Le illusioni ottico-geometriche


L’800, secolo in cui si impone il paradigma associazionistico in psicologia è altresì il secolo delle illusioni. Per gli studiosi queste erano spine nel fianco che rompeva e andava fuori dall’assunto di costanza. Perché nei fenomeni illusori viene rotta la corrispondenza fra percezione e realtà. Ci troviamo davanti a un grattacapo che può essere fatto ricondurre a tutto il filone del realismo che risale ad Aristotele, secondo cui gli oggetti sensoriali corrispondono esattamente al mondo esterno. Tuttavia anch’egli era consapevole della esistenza di illusioni.

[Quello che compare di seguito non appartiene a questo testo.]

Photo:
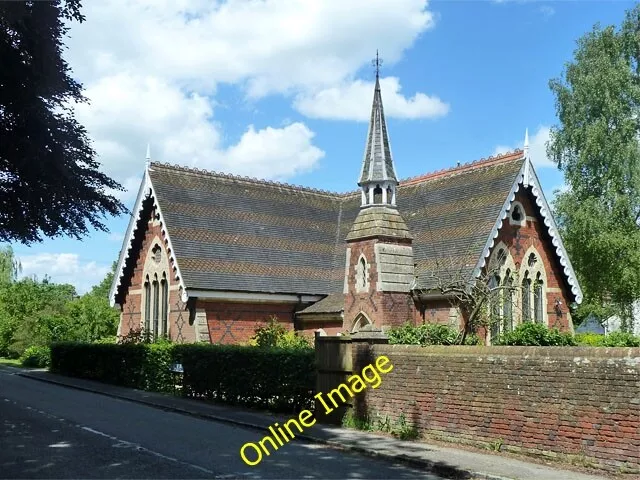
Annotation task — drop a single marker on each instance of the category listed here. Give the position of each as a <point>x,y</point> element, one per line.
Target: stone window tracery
<point>500,273</point>
<point>362,275</point>
<point>534,296</point>
<point>155,299</point>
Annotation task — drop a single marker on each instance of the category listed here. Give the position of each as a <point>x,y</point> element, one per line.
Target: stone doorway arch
<point>360,321</point>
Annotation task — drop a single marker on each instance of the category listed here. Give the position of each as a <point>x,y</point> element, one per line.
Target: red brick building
<point>208,256</point>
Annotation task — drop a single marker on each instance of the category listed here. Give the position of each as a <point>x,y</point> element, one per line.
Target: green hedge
<point>270,378</point>
<point>36,357</point>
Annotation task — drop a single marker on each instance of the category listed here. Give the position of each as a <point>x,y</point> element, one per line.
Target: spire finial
<point>377,63</point>
<point>526,179</point>
<point>148,156</point>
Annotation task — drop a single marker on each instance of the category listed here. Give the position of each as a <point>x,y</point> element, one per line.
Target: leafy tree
<point>50,182</point>
<point>33,312</point>
<point>10,267</point>
<point>597,147</point>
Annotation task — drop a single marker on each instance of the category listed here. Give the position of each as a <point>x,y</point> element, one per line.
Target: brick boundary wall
<point>578,405</point>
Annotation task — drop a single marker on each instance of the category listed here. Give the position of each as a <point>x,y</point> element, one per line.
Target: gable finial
<point>377,63</point>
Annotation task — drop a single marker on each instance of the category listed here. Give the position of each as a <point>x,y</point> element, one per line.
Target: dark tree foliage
<point>50,183</point>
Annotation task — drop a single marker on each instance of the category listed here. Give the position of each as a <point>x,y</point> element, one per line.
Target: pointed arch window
<point>363,273</point>
<point>494,283</point>
<point>507,308</point>
<point>537,299</point>
<point>156,304</point>
<point>165,306</point>
<point>526,298</point>
<point>377,195</point>
<point>147,305</point>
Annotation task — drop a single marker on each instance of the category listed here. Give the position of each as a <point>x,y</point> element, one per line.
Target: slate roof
<point>333,303</point>
<point>379,221</point>
<point>240,234</point>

Le illusioni ottico geometriche sono fenomeni visivi che consistono nella deformazione delle proprietà metriche di una configurazione di semplici punti o linee, nell’atto della loro rappresentazione. L’illusione non è mai nello stimolo, è una dimansione b → soltanto la psiche si può sbagliare nella mancata corrispondenza fra mondo e rappresentazioni. Le illusioni sono basate su stimoli semplici.

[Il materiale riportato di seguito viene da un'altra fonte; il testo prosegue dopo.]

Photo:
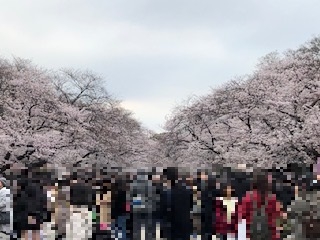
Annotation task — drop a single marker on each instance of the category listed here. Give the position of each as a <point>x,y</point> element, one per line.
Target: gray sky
<point>154,54</point>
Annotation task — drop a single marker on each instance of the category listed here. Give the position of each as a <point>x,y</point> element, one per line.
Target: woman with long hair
<point>226,210</point>
<point>260,207</point>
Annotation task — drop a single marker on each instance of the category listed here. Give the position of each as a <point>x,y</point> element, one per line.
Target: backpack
<point>259,227</point>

Il cubo di Necker non è un illusione ottico geometrica, è un illusione in quanto quello che vedo non è presente nello stimolo. Precisamente è una figura bistabile, ossia la presenza di due esiti percettivi a partire da uno stimolo unico. È una figura che rappresenta uno dei primi fenomeni illusori a essere studiato scientificamente.